Monday, September 28, 2009

Kindling me softly

This is a shot of a Hell's Pizza sign, taken whilst driving by one night in November 2007. I am very fond of taking photographs this way.
"The narrator of Afterlife looks back to the summer of 1976, when the course of his life was decided by a violent tragedy, prefigured here in the destruction of a manuscript. He's temperamentally unable to separate the enduring sense of personal loss from his continuing anxieties about the meaning and authority of literature. Perhaps his pessimism will prove to be well founded. There can be few writers who do not at some level suspect that it is entirely possible that all the literature they most value will be discarded in a process of cultural change so encompassing that its exponents and opponents alike can have only a limited grasp of its possible consequences. The automatic remote erasure of electronic texts of Orwell's Animal Farm and 1984 undertaken recently by Amazon/Kindle (legally and for legal reasons) - to the fury of readers who thought they'd bought the material in question - can't help but seem richly, if parodically, suggestive of what may await us."

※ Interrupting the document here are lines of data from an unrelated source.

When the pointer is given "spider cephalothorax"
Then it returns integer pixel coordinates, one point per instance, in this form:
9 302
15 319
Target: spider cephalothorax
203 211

Sean O'Brien: if only you had enthused me as much with your lecture on William Blake! You're a devil of a poet though - I wonder what your novel's like?


steven said...

hi rachel - i too take pictures on the fly - from bikes, cars, evening shots in which the light sings into curls and arabesques.
the story of the remote destruction of e-texts by amazon is new to me. oh boy!! have a peaceful day. steven

Lori said...

It does sound very intriguing, doesn't it?

Rachel Fenton said...

Steven, it was one of your pictures which reminded me I have so many pics of my own! Thank you! The effects are wonderful - otherworldly...and though this isn't a good example of the wonderful imagery that can be achieved this way it suited the devilment of my posting!

The ownership implications put a new spin on the "love v hate" kindle debate.

Yes, Lori, I only hope his prose isn't as dry as his reading voice! But he certainly is an extremely talented poet. Thanks for popping in!

Thomas Taylor said...

The Devil's abroad, in see;-)

If we do end up in a world where wireless control over our e-books means we are no longer free to read what we will, then real books will become tools of defiance and liberty. If they aren't already.

Rachel Fenton said...

Publishers already make choices about what we read, by deciding what gets published. I am horrified (ok so that's dramatic), concerned that we might also be dictated to about what we can read of the what is available to read. And there's a definite ownership issue here. I own my books at least!

That said, I do see the appeal and benefits of the K...nope, can't bring myself to type it again! :)

Thanks for the mention on your blog! And I like the little devils!